Mi destino lo percibía lejano aún, caminar a oscuras y a expensas de la luna, es inseguro y me vuelve paranoico, veo “monos con tranchete” donde quiera. Hay que talonearle a buen paso para llegar. Empezó a soplar el viento y me trajo aroma de naranjos en flor, alcancé a ver a la distancia, la luz que permanecía encendida toda la noche y que alumbraba la parte frontal de mi casa paterna, aún lejana. Me detuve a descansar en el tronco seco de un viejo ébano que aún permanece de pie, con la dignidad de los gigantes que no se rinden, sin quejas ni lamentos y mis pensamientos vuelven una y otra vez, hasta ella ¡Por qué tenía que morir en forma tan grotesca! Sentada en una banca del parque, nadie supo de dónde procedía la bala perdida que la mató instantáneamente, lo bueno, fue que no se dio cuenta de lo que pasó, se quedó con el libro de poemas que leía entre las manos, los ojos abiertos, así la encontré, con un hilillo de sangre resbalando por la nuca despejada, su cabellera negra cayendo por su hombro y la cabeza, irónicamente, inclinada como mirando al libro. Desde entonces, había vagado sin rumbo por los caminos, sabía de dónde partí, pero desconocía hacia donde iba. Intentaba regresar a mi casa paterna porque allí habitan los días más felices de mi vida, cuando mi más grande preocupación era encontrar la forma de subir a los árboles sin que mi ropa se rasgara para evitar una reprimenda. Era apoteótico encaramarme en las ramas del encino desde donde veía un horizonte más amplio. ¡Me sentía poderoso! Algo así como Cristóbal Colón divisando nuevas tierras.
Perdido en mis elucubraciones, perdí el sentido de las cosas, me senté en el suelo, me recargué en aquel tronco seco y me dormí. No supe cuánto tiempo, me desperté con un estremecimiento al sentir una mano suave en mi hombro y la voz de ella llamándome, abrí los ojos y la vi, estaba frente a mí, me sonrió y solo me dijo:
-El tiempo no se puede regresar, el camino está frente a ti lleno de luz, ¡vive! No busques el ayer, porque quedó atrás y no podrás volver jamás, ¡ama, ríe, llora y canta! ¡Vive! Disfruta el camino mientras llega el día en que nos veamos de nuevo.
No supe si fue sueño, una alucinación, o un capricho de mi mente o… tal vez, tal vez, un mensaje que debo atender.

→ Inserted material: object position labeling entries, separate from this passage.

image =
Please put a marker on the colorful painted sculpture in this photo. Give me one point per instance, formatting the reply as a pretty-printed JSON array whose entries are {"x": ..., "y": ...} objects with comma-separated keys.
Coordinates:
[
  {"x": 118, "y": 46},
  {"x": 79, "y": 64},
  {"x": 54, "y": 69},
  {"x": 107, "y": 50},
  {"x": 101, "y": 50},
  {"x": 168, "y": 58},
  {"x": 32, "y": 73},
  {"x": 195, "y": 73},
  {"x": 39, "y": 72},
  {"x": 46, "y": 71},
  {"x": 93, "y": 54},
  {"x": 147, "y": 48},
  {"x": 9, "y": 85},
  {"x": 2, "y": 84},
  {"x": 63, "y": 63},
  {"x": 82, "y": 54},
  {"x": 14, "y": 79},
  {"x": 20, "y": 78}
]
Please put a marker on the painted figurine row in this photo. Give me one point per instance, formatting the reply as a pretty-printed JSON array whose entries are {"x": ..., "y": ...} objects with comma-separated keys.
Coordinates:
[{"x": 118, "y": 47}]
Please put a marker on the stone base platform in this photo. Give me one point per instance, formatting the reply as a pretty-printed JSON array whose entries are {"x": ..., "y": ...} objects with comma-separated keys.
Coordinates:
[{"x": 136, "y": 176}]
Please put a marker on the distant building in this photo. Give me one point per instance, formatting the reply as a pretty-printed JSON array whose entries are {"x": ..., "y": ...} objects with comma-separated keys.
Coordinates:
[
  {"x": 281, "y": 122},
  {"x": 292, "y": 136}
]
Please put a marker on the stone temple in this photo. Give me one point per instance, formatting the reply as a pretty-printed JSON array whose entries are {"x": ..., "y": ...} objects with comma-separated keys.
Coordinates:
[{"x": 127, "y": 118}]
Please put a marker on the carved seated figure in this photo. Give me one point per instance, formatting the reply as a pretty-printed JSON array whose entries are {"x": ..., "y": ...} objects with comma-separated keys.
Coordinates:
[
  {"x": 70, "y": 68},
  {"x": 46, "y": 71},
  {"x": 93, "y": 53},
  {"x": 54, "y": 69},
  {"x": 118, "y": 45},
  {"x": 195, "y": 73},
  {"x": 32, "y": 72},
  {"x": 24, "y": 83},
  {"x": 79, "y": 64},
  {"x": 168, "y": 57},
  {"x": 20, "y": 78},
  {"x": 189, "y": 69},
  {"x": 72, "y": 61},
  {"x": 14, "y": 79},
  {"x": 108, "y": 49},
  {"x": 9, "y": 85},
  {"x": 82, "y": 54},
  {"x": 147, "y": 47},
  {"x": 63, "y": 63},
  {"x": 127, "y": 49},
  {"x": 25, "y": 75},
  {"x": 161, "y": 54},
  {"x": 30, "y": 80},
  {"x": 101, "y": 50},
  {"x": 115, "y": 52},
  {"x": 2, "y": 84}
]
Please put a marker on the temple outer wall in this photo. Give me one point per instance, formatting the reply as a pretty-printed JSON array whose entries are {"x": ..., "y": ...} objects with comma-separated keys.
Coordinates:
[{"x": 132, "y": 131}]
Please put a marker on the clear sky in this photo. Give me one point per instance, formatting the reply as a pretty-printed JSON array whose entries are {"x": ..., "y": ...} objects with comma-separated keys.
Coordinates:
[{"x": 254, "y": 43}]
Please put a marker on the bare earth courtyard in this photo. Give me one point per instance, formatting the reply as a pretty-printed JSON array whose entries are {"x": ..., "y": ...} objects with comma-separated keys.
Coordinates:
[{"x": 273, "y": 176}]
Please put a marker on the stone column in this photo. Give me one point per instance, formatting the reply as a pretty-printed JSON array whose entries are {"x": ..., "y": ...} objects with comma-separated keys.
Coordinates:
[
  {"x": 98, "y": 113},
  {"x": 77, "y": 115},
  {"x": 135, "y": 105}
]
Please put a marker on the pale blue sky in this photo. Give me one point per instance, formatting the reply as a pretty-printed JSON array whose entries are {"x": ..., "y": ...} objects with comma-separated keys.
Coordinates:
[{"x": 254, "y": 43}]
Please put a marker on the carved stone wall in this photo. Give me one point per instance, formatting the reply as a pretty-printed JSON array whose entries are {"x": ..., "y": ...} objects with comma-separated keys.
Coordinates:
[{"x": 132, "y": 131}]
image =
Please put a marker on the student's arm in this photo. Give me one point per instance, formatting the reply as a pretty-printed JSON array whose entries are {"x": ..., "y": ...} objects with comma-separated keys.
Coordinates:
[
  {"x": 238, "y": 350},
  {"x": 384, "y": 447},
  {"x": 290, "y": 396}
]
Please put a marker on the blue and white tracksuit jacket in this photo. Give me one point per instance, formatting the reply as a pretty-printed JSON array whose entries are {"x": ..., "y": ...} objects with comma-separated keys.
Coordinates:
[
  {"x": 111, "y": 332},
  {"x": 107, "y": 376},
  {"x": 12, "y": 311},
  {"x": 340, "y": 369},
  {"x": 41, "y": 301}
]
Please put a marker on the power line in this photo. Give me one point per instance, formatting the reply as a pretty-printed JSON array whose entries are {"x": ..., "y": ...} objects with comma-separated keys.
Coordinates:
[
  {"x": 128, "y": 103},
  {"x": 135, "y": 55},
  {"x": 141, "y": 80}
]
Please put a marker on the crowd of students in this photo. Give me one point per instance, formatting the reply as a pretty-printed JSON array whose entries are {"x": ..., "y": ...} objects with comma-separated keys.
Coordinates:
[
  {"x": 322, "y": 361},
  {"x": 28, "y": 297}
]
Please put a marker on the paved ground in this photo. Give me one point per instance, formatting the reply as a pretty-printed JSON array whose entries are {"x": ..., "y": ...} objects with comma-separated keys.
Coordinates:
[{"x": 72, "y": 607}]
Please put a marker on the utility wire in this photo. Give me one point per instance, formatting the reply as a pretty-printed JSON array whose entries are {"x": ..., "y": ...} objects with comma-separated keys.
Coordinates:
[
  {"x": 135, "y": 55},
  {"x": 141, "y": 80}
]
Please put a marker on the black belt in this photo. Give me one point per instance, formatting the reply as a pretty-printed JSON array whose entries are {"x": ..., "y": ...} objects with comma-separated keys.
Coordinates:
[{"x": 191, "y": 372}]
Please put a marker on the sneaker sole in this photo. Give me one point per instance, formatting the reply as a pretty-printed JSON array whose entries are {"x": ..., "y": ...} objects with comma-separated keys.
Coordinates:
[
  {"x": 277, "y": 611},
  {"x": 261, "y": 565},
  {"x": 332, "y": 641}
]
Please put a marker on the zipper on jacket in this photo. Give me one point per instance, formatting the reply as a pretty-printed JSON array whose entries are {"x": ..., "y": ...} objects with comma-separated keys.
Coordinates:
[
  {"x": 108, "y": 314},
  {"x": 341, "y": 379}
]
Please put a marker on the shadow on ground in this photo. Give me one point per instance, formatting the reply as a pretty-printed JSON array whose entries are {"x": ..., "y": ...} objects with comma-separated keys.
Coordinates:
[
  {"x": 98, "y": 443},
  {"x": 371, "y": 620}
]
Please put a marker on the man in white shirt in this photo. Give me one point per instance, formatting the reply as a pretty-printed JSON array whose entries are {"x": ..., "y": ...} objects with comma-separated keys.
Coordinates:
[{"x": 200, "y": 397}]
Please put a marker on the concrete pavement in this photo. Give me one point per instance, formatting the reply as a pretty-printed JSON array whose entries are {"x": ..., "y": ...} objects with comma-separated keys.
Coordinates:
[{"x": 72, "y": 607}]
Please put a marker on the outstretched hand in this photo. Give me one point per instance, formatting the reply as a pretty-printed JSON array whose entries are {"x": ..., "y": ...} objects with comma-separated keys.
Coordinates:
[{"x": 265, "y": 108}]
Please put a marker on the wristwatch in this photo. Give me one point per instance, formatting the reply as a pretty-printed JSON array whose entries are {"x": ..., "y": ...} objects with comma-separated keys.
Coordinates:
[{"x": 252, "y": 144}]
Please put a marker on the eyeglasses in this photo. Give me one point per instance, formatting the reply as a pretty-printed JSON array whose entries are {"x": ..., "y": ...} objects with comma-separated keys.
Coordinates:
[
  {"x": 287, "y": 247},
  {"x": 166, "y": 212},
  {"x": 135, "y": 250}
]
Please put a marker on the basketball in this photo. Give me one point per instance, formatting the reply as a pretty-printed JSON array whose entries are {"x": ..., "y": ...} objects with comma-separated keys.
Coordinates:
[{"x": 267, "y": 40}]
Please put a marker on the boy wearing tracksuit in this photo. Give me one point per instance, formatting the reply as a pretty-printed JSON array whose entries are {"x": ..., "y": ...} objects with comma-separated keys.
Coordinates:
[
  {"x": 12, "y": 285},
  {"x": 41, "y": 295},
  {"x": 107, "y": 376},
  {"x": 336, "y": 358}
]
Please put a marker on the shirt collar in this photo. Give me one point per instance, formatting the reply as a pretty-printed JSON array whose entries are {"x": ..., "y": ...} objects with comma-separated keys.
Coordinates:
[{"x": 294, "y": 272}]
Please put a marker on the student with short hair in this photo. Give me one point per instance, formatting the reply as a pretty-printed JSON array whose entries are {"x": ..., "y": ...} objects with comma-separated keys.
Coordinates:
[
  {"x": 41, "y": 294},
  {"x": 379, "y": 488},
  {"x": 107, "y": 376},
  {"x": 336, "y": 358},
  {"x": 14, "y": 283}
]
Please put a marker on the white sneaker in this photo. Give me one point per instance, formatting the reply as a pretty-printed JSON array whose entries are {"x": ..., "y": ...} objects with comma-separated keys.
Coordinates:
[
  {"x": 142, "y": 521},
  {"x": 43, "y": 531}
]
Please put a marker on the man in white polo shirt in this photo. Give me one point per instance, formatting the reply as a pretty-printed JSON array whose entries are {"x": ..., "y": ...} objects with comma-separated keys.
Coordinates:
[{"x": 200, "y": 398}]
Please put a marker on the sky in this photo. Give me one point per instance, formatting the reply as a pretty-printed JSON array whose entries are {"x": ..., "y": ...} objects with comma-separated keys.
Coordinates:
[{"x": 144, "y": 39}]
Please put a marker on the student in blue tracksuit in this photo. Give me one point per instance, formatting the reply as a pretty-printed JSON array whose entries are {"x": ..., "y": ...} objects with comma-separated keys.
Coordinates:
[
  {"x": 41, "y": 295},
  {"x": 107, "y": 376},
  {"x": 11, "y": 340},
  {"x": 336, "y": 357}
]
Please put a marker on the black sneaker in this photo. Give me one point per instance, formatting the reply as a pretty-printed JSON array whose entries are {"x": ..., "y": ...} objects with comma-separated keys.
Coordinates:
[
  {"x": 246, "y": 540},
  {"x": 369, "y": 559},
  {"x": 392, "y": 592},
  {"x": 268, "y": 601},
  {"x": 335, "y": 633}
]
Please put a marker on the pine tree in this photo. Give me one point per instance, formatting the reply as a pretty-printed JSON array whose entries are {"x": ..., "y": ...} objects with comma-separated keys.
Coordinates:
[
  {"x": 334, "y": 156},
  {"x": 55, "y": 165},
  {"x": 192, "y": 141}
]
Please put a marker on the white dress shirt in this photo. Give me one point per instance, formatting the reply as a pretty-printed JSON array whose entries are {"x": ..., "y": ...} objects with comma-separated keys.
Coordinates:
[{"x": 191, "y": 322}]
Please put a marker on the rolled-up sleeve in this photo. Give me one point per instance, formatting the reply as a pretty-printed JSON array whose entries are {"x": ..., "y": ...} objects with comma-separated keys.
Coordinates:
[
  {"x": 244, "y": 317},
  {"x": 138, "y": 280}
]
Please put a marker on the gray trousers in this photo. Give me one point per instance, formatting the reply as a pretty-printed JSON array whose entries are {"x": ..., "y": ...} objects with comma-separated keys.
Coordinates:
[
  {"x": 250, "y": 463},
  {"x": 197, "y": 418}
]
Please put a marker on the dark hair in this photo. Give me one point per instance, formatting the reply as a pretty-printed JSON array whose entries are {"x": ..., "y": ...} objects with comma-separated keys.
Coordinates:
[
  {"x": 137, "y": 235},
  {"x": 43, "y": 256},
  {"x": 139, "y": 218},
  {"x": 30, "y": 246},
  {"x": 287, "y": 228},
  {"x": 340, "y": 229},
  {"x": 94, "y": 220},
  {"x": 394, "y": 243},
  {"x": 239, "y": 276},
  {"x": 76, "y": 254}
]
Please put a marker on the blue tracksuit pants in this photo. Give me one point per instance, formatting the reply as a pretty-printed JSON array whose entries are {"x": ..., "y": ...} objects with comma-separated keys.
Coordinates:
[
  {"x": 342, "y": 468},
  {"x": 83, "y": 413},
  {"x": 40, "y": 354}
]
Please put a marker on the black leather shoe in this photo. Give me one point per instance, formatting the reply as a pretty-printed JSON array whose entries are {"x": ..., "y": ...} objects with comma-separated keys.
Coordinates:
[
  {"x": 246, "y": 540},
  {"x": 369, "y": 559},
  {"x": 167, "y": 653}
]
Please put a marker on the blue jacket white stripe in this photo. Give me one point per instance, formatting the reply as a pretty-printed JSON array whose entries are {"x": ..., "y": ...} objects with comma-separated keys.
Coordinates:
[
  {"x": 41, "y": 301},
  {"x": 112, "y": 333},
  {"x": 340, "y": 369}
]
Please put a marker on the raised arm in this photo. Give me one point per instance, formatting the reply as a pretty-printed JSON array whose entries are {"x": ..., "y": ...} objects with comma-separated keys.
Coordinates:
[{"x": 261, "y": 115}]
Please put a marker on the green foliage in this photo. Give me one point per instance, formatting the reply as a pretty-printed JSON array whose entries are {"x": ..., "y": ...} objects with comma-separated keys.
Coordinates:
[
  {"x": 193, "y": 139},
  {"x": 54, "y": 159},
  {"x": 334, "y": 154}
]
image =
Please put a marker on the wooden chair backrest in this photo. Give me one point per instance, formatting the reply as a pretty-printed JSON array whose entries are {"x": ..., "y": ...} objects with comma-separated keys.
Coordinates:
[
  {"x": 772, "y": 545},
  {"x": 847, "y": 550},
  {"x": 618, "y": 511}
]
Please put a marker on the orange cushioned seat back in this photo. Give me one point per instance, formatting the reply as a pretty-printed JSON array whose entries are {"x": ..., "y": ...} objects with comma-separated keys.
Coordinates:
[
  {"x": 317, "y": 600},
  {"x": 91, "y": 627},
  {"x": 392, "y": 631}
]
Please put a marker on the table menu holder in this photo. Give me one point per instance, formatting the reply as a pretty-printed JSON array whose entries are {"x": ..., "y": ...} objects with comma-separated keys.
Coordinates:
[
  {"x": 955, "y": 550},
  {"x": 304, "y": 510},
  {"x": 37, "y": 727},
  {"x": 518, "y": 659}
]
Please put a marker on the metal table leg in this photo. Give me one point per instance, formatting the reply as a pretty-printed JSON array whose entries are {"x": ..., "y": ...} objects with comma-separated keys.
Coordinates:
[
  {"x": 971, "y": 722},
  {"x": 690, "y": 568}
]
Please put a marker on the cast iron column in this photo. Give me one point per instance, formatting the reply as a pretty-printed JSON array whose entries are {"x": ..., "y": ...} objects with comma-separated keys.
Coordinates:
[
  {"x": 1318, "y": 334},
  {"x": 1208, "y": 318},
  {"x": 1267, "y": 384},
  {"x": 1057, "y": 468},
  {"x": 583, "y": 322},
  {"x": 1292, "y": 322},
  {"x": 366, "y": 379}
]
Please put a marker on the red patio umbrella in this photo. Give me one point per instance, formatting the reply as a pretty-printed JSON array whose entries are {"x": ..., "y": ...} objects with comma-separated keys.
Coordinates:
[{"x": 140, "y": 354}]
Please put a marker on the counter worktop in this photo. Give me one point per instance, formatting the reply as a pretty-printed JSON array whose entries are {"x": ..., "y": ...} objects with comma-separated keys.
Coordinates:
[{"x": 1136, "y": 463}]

Me levanté, y miré el camino desorientado ¡de dónde vengo? ¿Adónde me dirijo? A lo lejos vi entre las tinieblas mi casa paterna de la que solo quedaban los cimientos al pie del viejo encino, me estremecí. Sacudí la cabeza, me froté los ojos y miré otro camino, uno nuevo que no había descubierto, el sol asomaba por el horizonte y se veía claro el próximo amanecer. Sin dudarlo, sentí que ése era el camino correcto, emprendí la marcha, dejando en el viejo tronco seco, el cofre de mis amarguras, sequé mis lágrimas y emprendí la marcha, más ligero, recordé con dulce melancolía las palabras de mi madre: “Cerca del amanecer, la noche es más oscura”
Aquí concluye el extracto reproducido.